Why are these tools better together? Because cloud cost optimization is about more than just finding potential savings. The next step is to act, making service modifications and handling those expenses. In uniting the two tools, IT and financial teams can collaborate, managing more in one centralized place with a single-pane view over the broader optimization lifecycle — from pinpointing cloud waste to tracking service contracts, invoices, expenses, anomalies, billing disputes, and the chargebacks necessary to allocate cloud costs to any associated departments, projects and users.
Expense management tools pick up where cloud optimization tools leave off, adding features such as:
- Notifications for new service accounts needing to be monitored and financially managed
- Automated IaaS cost allocations
- Reports showing misallocated expenses charged to departments that have been closed
- Allocations for Savings Plan discounts and fees, charging fees only to the departments that benefit from the Savings Plan discounts
AI and Automation: Achieving Savings at Speed and at Scale
The most critical cloud spend management tools are artificial intelligence and robotic process automation or bots.

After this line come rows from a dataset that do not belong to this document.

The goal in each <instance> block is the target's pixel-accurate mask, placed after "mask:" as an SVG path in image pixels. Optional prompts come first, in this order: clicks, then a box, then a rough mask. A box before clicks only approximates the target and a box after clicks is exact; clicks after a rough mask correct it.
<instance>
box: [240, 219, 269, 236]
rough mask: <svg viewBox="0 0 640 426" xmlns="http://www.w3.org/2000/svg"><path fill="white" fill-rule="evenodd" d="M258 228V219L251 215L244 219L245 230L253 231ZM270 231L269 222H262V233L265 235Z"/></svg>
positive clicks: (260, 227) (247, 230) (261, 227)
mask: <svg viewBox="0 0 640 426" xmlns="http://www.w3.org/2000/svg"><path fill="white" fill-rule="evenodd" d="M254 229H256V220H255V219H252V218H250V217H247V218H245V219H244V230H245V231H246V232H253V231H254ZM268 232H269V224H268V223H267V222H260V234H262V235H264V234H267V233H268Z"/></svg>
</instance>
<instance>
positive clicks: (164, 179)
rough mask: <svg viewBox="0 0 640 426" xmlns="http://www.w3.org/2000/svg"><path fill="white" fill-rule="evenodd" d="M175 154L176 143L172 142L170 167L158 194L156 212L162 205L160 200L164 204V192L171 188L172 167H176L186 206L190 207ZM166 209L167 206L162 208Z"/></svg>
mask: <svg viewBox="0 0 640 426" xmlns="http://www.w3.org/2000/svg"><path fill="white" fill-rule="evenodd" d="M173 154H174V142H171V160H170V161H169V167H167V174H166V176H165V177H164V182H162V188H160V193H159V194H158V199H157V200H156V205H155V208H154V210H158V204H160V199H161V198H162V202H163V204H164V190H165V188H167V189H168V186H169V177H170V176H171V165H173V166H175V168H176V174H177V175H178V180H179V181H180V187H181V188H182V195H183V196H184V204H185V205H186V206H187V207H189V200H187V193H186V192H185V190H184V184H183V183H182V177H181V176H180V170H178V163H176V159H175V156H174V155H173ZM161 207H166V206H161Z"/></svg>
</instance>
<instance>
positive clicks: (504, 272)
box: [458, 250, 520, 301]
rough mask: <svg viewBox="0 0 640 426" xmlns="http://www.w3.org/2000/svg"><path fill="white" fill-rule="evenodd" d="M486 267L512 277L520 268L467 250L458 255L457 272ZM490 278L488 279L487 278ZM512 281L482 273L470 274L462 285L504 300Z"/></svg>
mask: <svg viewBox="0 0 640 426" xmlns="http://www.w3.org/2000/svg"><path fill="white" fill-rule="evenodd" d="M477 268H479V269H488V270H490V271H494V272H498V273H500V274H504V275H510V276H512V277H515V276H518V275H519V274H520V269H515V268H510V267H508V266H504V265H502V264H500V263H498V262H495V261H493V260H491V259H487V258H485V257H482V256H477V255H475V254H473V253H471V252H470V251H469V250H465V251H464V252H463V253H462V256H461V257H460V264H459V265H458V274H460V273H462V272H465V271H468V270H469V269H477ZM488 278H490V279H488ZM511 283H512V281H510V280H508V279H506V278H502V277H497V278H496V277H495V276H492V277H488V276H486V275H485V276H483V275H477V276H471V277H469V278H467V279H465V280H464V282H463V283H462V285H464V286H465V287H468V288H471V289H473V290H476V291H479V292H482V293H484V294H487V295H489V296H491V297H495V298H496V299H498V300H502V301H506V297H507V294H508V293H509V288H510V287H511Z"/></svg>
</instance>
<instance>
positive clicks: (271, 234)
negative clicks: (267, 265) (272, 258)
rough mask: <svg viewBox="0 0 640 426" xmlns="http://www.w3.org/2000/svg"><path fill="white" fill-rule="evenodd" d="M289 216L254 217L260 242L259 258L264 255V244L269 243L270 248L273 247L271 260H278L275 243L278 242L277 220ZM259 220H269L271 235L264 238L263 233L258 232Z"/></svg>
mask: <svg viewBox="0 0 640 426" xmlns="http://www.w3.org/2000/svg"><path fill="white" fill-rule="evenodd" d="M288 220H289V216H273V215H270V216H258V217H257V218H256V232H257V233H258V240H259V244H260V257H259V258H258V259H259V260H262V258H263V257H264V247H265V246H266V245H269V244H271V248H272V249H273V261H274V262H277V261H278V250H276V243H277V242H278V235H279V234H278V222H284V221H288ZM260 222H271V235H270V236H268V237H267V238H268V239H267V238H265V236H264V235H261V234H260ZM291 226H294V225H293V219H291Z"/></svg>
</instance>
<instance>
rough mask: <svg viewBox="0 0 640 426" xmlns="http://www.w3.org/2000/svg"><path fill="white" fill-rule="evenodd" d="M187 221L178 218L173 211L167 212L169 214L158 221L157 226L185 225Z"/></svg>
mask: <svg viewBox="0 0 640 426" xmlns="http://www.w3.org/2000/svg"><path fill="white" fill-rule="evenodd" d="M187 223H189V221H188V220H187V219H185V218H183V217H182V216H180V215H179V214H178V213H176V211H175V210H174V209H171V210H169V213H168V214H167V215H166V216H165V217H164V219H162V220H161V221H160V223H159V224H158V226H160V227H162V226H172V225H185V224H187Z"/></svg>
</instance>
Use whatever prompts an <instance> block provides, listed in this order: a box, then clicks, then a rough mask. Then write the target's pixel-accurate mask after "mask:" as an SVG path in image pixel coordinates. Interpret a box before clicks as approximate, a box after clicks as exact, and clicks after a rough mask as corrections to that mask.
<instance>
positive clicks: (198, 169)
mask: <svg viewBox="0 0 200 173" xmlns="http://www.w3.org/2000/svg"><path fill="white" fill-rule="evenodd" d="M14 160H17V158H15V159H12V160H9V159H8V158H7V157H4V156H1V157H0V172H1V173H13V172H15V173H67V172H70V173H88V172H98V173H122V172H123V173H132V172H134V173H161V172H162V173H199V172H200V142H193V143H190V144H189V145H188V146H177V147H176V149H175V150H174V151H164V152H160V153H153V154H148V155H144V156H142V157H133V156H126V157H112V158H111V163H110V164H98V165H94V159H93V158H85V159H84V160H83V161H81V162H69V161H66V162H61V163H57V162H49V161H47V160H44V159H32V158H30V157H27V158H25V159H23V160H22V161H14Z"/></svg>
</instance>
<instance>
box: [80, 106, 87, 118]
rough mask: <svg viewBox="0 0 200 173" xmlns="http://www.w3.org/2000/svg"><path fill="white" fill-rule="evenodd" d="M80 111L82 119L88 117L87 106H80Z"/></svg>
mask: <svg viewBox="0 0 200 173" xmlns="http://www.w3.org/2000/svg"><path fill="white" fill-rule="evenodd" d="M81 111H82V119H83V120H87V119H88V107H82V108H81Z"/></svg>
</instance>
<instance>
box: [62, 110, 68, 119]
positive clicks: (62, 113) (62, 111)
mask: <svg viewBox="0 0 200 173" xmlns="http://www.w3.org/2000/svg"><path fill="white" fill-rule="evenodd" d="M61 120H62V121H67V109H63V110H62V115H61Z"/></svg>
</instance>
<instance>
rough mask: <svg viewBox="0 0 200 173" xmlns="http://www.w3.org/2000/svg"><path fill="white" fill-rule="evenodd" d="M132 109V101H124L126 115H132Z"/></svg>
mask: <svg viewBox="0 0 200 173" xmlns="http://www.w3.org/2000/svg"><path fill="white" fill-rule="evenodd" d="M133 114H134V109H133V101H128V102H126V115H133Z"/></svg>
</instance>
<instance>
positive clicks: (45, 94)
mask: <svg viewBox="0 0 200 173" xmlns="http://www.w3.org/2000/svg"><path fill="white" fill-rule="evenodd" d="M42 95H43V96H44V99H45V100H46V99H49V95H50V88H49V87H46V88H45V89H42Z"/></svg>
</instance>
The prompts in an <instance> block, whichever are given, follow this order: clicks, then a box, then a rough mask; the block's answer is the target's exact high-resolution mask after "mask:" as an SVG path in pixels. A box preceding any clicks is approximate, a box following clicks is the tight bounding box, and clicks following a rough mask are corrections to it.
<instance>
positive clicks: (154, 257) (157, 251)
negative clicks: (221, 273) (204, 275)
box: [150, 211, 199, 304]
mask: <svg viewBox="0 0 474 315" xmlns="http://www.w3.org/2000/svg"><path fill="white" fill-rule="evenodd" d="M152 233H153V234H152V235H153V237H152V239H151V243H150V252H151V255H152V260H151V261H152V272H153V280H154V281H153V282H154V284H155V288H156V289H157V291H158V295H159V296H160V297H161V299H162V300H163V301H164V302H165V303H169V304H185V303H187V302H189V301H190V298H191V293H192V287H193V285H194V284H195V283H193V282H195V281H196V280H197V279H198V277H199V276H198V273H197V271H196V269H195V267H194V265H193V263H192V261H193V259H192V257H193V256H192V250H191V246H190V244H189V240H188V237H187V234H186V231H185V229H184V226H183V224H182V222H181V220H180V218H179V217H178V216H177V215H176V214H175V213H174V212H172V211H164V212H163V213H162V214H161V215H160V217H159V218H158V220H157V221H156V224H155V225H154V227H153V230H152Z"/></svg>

To manage spending with speed and efficiency, teams need more than just basic service inventories with database reporting features. Advanced analytics and streamlined workflows achieve cloud financial management at scale. When building a cloud spend management program, consider the following AI tools and automation capabilities:
AI’s Advanced Analytics Handle Cloud Big Data
Machine learning, behavioral analytics, and predictive analytics use algorithms to ingest and evaluate cloud usage data, making savings recommendations based on comparisons at mass scale, using real-time data. Key capabilities include:
- Ingesting IaaS and SaaS service usage data multiple times a day from multiple sources
- Normalizing data across multiple providers for clear apples-to-apples comparisons
- Tracking dynamic pricing changing hourly and daily
- Processing invoice information (including hundreds of line items) in just seconds
- Comparing existing cloud infrastructure configurations to millions of pricing schemas to instantly find savings
Bots Accelerate Financial Management
Robotic process automation and streamlined workflows take the manual work out of cloud financial management and should be customized to your business processes and financial management standards. Bots help companies:
- Streamline processes for capturing and approving service orders and invoices
- Automate invoice reconciliation, comparing costs to contract terms to find discrepancies in rates versus contract stipulations
- Search for any inactive services that still generate expenses
- Alert users of waste and cost-saving recommendations based on data analysis
- Automatically make modifications to services in response to recommendations
In today’s cloud-first world, much of the preliminary work of cloud spending analysis and insight generation is no longer fit for humans. Entering data into spreadsheets and manually examining numbers will no longer suffice. IT and financial leaders need advanced tools and AI-powered technologies to manage cloud spending properly. When executives must address the increasing number of places and ways in which companies can overspend or misspend in the cloud, integration, bots, and AI are the only way to go.